Centos7.2, Ceph with 3 OSD, 1 MON running on a same node. radosgw and all the daemons are running on the same node, and everything was working fine. After reboot the server, all osd could not communicate (looks like) and the radosgw does not work properly, it's log says:
2016-03-09 17:03:30.916678 7fc71bbce880 0 ceph version 0.94.6 (e832001feaf8c176593e0325c8298e3f16dfb403), process radosgw, pid 24181
2016-03-09 17:08:30.919245 7fc712da8700 -1 Initialization timeout, failed to initialize
ceph health shows:
HEALTH_WARN 1760 pgs stale; 1760 pgs stuck stale; too many PGs per OSD (1760 > max 300); 2/2 in osds are down
and ceph osd tree give:
ID WEIGHT TYPE NAME UP/DOWN REWEIGHT PRIMARY-AFFINITY
-1 2.01999 root default
-2 1.01999 host app112
0 1.00000 osd.0 down 1.00000 1.00000
1 0.01999 osd.1 down 0 1.00000
-3 1.00000 host node146
2 1.00000 osd.2 down 1.00000 1.00000
and service ceph status results:
=== mon.app112 ===
mon.app112: running {"version":"0.94.6"}
=== osd.0 ===
osd.0: running {"version":"0.94.6"}
=== osd.1 ===
osd.1: running {"version":"0.94.6"}
=== osd.2 ===
osd.2: running {"version":"0.94.6"}
=== osd.0 ===
osd.0: running {"version":"0.94.6"}
=== osd.1 ===
osd.1: running {"version":"0.94.6"}
=== osd.2 ===
osd.2: running {"version":"0.94.6"}
and this is service radosgw status:
Redirecting to /bin/systemctl status radosgw.service
● ceph-radosgw.service - LSB: radosgw RESTful rados gateway
Loaded: loaded (/etc/rc.d/init.d/ceph-radosgw)
Active: active (exited) since Wed 2016-03-09 17:03:30 CST; 1 day 23h ago
Docs: man:systemd-sysv-generator(8)
Process: 24134 ExecStop=/etc/rc.d/init.d/ceph-radosgw stop (code=exited, status=0/SUCCESS)
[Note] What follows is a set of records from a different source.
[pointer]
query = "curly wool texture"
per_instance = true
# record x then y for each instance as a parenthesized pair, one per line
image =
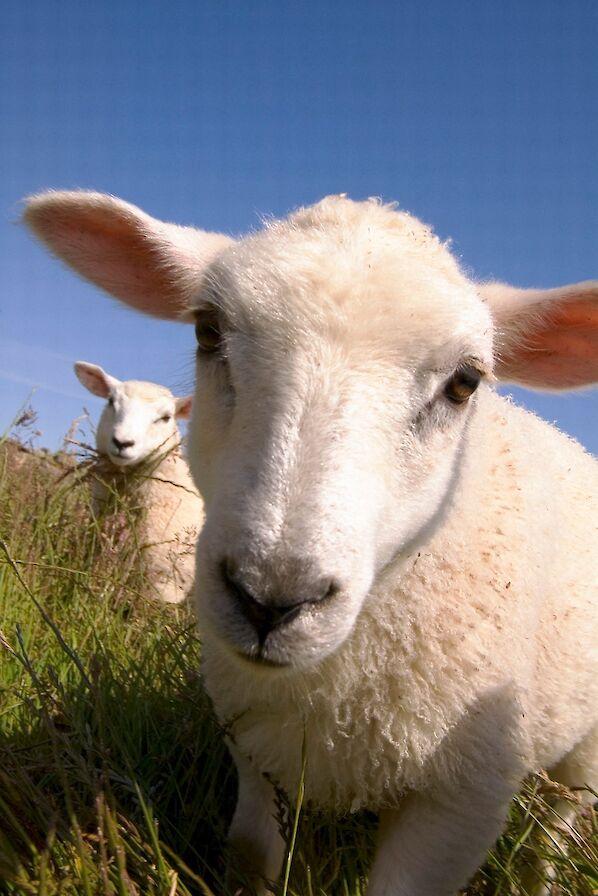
(164, 514)
(466, 622)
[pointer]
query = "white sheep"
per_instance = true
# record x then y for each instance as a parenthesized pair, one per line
(140, 461)
(398, 566)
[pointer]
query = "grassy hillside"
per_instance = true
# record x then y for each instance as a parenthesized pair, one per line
(113, 774)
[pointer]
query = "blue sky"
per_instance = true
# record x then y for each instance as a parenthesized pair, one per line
(480, 118)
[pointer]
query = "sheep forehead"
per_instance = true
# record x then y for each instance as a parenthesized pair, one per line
(146, 393)
(361, 265)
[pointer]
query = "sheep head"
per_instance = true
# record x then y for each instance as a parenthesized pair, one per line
(339, 355)
(138, 421)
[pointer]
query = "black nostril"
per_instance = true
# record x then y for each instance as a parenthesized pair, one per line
(266, 615)
(121, 445)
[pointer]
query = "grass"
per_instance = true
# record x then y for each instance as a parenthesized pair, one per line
(114, 778)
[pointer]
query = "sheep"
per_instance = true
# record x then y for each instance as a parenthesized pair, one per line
(398, 565)
(140, 460)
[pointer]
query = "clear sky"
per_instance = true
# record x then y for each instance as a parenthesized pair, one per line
(479, 117)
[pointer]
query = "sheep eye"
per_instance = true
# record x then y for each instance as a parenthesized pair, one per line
(208, 332)
(462, 384)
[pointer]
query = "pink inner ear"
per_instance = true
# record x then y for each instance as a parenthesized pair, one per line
(95, 382)
(116, 253)
(562, 353)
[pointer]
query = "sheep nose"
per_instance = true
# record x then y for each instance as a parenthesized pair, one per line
(266, 614)
(120, 445)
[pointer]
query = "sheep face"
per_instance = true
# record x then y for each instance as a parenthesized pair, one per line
(138, 422)
(336, 375)
(135, 426)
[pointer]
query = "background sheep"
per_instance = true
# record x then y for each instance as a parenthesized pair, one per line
(397, 566)
(140, 461)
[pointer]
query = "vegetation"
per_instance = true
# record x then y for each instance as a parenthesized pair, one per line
(114, 777)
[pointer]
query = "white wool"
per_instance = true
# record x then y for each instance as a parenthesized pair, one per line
(149, 476)
(395, 568)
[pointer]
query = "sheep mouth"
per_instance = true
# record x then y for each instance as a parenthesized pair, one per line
(258, 659)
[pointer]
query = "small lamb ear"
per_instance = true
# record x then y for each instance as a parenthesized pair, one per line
(183, 407)
(153, 266)
(95, 379)
(546, 338)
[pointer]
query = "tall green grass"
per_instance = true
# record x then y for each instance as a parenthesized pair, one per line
(114, 778)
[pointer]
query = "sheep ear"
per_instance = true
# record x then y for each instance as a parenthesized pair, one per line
(148, 264)
(183, 407)
(95, 379)
(546, 339)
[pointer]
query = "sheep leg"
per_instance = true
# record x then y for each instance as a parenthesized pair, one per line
(432, 845)
(256, 844)
(435, 839)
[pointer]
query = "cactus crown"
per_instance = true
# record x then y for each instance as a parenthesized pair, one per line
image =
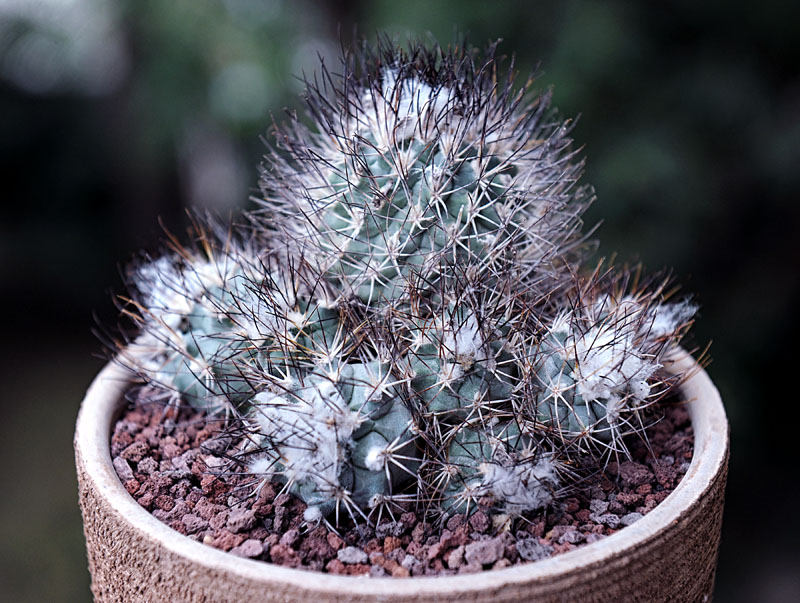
(407, 319)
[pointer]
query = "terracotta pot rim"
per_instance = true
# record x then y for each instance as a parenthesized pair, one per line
(93, 434)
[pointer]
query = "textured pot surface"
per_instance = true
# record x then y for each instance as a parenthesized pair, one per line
(668, 555)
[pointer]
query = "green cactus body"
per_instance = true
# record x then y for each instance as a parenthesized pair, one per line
(454, 368)
(339, 439)
(409, 295)
(501, 462)
(390, 222)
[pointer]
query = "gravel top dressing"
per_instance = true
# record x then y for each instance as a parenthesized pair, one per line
(169, 461)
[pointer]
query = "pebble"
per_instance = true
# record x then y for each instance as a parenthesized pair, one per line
(484, 552)
(241, 519)
(194, 523)
(598, 507)
(530, 549)
(634, 474)
(249, 548)
(630, 518)
(135, 452)
(351, 555)
(123, 469)
(216, 511)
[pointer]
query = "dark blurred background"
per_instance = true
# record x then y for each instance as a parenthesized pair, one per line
(117, 113)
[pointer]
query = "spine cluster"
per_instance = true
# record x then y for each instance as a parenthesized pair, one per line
(407, 319)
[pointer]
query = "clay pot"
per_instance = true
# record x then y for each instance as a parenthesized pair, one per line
(669, 555)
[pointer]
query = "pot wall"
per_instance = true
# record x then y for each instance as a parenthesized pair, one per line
(668, 555)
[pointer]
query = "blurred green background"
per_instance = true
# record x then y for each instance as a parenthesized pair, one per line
(115, 113)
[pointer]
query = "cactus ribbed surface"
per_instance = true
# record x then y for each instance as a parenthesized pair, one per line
(407, 321)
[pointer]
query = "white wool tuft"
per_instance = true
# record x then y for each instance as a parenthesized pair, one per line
(375, 459)
(666, 318)
(309, 435)
(522, 485)
(312, 514)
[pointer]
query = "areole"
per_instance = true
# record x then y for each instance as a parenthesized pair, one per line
(669, 555)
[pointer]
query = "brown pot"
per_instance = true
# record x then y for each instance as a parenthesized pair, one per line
(668, 555)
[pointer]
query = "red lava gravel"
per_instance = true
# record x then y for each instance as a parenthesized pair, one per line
(166, 460)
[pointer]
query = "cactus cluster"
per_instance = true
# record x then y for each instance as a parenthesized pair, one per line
(406, 318)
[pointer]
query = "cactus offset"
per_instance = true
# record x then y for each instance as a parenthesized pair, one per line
(406, 322)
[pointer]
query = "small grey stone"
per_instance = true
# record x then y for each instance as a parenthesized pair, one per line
(572, 536)
(249, 548)
(410, 563)
(194, 523)
(608, 519)
(616, 508)
(456, 558)
(181, 466)
(630, 518)
(289, 537)
(634, 474)
(122, 468)
(147, 466)
(241, 519)
(376, 571)
(484, 552)
(390, 528)
(352, 555)
(598, 507)
(531, 549)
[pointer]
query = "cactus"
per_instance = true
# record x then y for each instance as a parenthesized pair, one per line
(422, 163)
(407, 321)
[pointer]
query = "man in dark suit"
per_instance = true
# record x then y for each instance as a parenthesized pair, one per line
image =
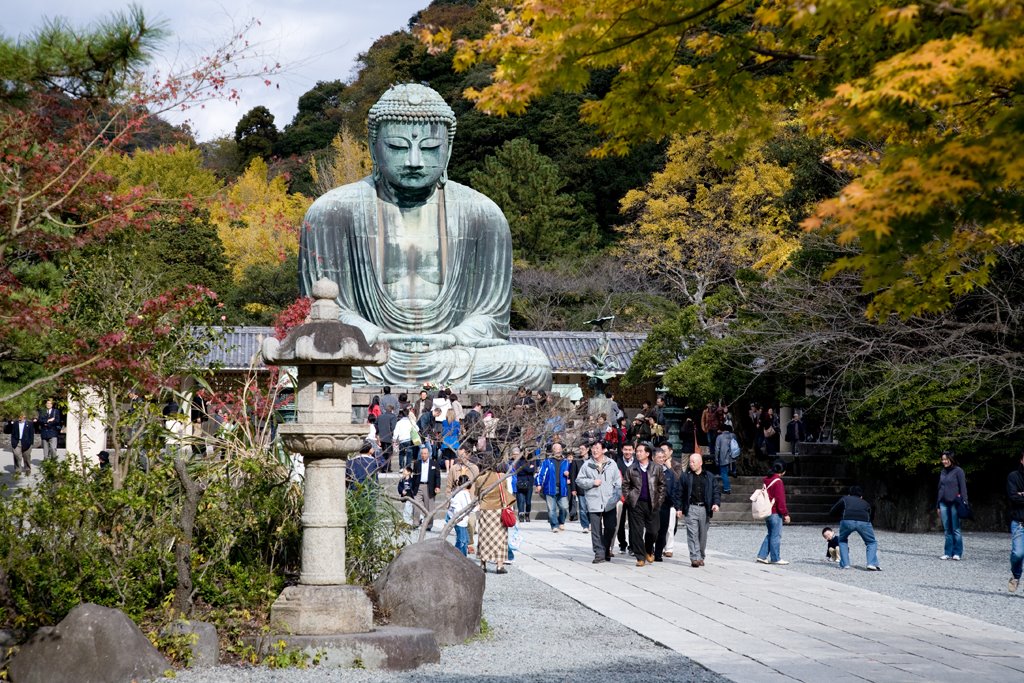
(49, 423)
(23, 433)
(426, 482)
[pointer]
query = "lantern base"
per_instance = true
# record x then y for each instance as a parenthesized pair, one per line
(316, 610)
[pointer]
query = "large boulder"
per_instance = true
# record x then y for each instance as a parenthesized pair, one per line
(431, 585)
(92, 644)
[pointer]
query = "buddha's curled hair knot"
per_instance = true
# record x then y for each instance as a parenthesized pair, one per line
(411, 102)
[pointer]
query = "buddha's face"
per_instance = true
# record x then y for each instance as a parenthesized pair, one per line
(412, 157)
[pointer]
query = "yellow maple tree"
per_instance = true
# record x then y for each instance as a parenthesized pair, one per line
(258, 219)
(925, 100)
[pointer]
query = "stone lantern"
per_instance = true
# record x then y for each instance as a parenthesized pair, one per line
(324, 350)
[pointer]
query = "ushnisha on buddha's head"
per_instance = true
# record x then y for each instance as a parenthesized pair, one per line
(411, 133)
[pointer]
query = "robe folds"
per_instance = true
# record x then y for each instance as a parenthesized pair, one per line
(342, 239)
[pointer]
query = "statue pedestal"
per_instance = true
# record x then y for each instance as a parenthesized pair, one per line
(318, 610)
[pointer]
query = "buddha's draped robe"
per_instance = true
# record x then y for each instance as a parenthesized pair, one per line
(342, 240)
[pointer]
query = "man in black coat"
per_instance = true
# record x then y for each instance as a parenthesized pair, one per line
(699, 498)
(643, 487)
(856, 515)
(49, 422)
(426, 483)
(23, 433)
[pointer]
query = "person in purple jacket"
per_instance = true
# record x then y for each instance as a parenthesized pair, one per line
(952, 485)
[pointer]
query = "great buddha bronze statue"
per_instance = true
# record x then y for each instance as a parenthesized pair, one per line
(421, 262)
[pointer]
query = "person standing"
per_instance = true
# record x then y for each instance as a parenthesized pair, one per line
(578, 494)
(624, 464)
(601, 482)
(23, 434)
(772, 545)
(723, 454)
(390, 399)
(796, 432)
(553, 480)
(426, 484)
(856, 515)
(699, 498)
(494, 493)
(952, 487)
(644, 489)
(402, 435)
(666, 513)
(1015, 494)
(49, 421)
(524, 471)
(385, 430)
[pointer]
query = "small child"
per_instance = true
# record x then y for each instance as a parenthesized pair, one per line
(406, 491)
(832, 550)
(460, 502)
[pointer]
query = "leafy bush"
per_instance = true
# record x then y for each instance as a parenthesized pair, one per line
(73, 539)
(375, 535)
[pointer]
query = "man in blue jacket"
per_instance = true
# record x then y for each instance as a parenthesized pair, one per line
(856, 515)
(1015, 494)
(23, 433)
(553, 481)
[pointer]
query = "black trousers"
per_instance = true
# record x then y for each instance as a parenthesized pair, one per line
(622, 528)
(667, 525)
(602, 532)
(644, 523)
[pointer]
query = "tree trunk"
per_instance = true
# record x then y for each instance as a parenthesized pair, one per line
(182, 549)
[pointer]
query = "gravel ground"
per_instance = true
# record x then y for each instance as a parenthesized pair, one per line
(538, 634)
(910, 567)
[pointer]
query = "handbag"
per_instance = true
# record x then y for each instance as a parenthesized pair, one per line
(964, 510)
(508, 515)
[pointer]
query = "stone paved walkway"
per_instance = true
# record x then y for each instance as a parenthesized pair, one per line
(757, 623)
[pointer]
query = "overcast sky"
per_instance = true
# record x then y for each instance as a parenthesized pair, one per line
(313, 40)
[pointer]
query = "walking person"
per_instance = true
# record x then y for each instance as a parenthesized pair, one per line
(494, 493)
(952, 487)
(525, 468)
(23, 434)
(426, 484)
(1015, 494)
(553, 480)
(601, 482)
(771, 546)
(644, 489)
(49, 428)
(624, 463)
(856, 515)
(699, 498)
(667, 513)
(578, 494)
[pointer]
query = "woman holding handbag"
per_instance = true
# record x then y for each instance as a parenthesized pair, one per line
(952, 495)
(495, 496)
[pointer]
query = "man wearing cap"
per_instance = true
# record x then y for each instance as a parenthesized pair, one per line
(644, 488)
(602, 483)
(699, 498)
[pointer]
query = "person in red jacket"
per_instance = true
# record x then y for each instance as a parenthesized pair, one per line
(770, 547)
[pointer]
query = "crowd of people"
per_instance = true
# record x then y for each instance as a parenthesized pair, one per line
(47, 424)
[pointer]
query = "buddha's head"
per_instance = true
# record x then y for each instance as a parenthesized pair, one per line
(411, 133)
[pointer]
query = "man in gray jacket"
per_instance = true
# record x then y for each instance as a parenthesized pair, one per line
(601, 482)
Process: 2890 ExecReload=/etc/rc.d/init.d/ceph-radosgw reload (code=exited, status=0/SUCCESS)
Process: 24153 ExecStart=/etc/rc.d/init.d/ceph-radosgw start (code=exited, status=0/SUCCESS)
Seeing this, I have tried sudo /etc/init.d/ceph -a start osd.1 and stop for a couple of times, but the result is the same as above.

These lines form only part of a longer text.